Я уперлась в стену кабинки головой. Ну что же за противный запах у мыла! Хочу запах смолистой, разогретой на летнем солнце ели! Он мне так нужен сейчас, просто необходим чтобы успокоиться. Я прямо почувствовала этот запах, и будто стало легче, будто меня всё же укутало то теплое и мягкое, чего так просила душа.
Я вспенивала пахнущее наконец нормально мыло в волосах, на руках, на груди, животе, спине и вспомнила, как меня ладил и целовал Зиад. И почему-то слёзы только сильнее катились из глаз. Почему я чувствую вину? Я пошла с ним, а не с его братом, как хотела. Всё, это уже не изменить. Но я и не обещала Джаваду ничего. Он, наверное, даже не догадывался, что мне нравится. «Зиад красивее», — шептала, лопая маленькие, пузырьки пена.
Хвойный запах расслаблял и убаюкивал. Да, Зиад красивее. Привлекательнее. Он больше мне нравился — надо быть честной хотя бы с самой собой. Но я боюсь таких парней. Именно потому и боюсь, что они слишком привлекательны. И привлекательны не только для меня одной. Не хочется быть одной из многих его женщин… Горечь снова скривила моё лицо в болезненной гримасе. Ещё, ещё хвойного запаха, пены — больше, воды — горячее!

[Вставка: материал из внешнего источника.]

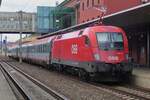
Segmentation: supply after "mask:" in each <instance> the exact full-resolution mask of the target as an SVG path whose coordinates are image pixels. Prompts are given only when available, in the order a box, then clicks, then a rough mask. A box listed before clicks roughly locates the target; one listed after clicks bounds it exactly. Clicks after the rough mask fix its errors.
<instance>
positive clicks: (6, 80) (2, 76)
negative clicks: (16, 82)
mask: <svg viewBox="0 0 150 100" xmlns="http://www.w3.org/2000/svg"><path fill="white" fill-rule="evenodd" d="M0 99H1V100H17V99H16V96H15V95H14V93H13V91H12V89H11V87H10V86H9V84H8V82H7V80H6V78H5V77H4V75H3V73H2V72H1V71H0Z"/></svg>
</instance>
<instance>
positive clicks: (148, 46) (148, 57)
mask: <svg viewBox="0 0 150 100" xmlns="http://www.w3.org/2000/svg"><path fill="white" fill-rule="evenodd" d="M147 66H148V67H150V31H148V32H147Z"/></svg>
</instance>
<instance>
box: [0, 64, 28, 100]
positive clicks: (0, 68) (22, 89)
mask: <svg viewBox="0 0 150 100" xmlns="http://www.w3.org/2000/svg"><path fill="white" fill-rule="evenodd" d="M0 66H1V68H0V70H1V71H2V73H3V74H4V76H5V78H6V80H7V81H9V80H10V81H11V82H12V83H13V84H14V86H15V87H16V88H17V90H18V91H19V92H20V94H21V95H22V97H23V98H24V100H31V99H30V97H29V96H28V95H27V94H26V92H25V91H24V89H23V87H21V86H20V85H19V84H18V82H17V81H16V80H15V79H14V78H13V76H12V75H11V74H10V72H8V71H7V70H6V69H5V68H4V66H3V65H2V64H1V63H0ZM6 75H7V77H8V78H9V79H8V78H7V77H6Z"/></svg>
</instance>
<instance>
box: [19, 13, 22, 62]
mask: <svg viewBox="0 0 150 100" xmlns="http://www.w3.org/2000/svg"><path fill="white" fill-rule="evenodd" d="M18 15H19V26H20V28H19V31H20V32H19V34H20V39H19V63H22V31H23V30H22V28H23V27H22V20H23V18H22V17H23V12H22V11H19V12H18Z"/></svg>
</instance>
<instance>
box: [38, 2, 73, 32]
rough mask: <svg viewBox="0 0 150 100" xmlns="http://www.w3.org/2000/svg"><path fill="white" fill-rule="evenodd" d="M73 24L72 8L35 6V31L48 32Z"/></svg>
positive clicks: (57, 6)
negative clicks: (35, 27)
mask: <svg viewBox="0 0 150 100" xmlns="http://www.w3.org/2000/svg"><path fill="white" fill-rule="evenodd" d="M72 25H75V11H74V9H73V8H68V7H63V6H60V5H59V6H57V7H49V6H39V7H37V32H38V33H49V32H54V31H57V30H60V29H63V28H67V27H69V26H72Z"/></svg>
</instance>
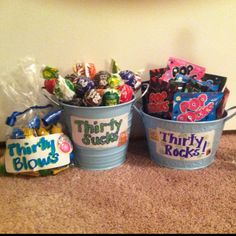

Наверное, именно поэтому так плохо — я не Джаваду изменила, я изменила себе, той себе, рассудочной и холодной, благодаря которой выжила в последние годы. Опьянение излишком магии смело все барьеры, все доводы разума, оставило… Что? Что оставило? Мою суть — мне нравится не сдержанный, умный и надёжный, а красивый. Вот она глубина той горькой ямы, в которой прячется вся правда обо мне.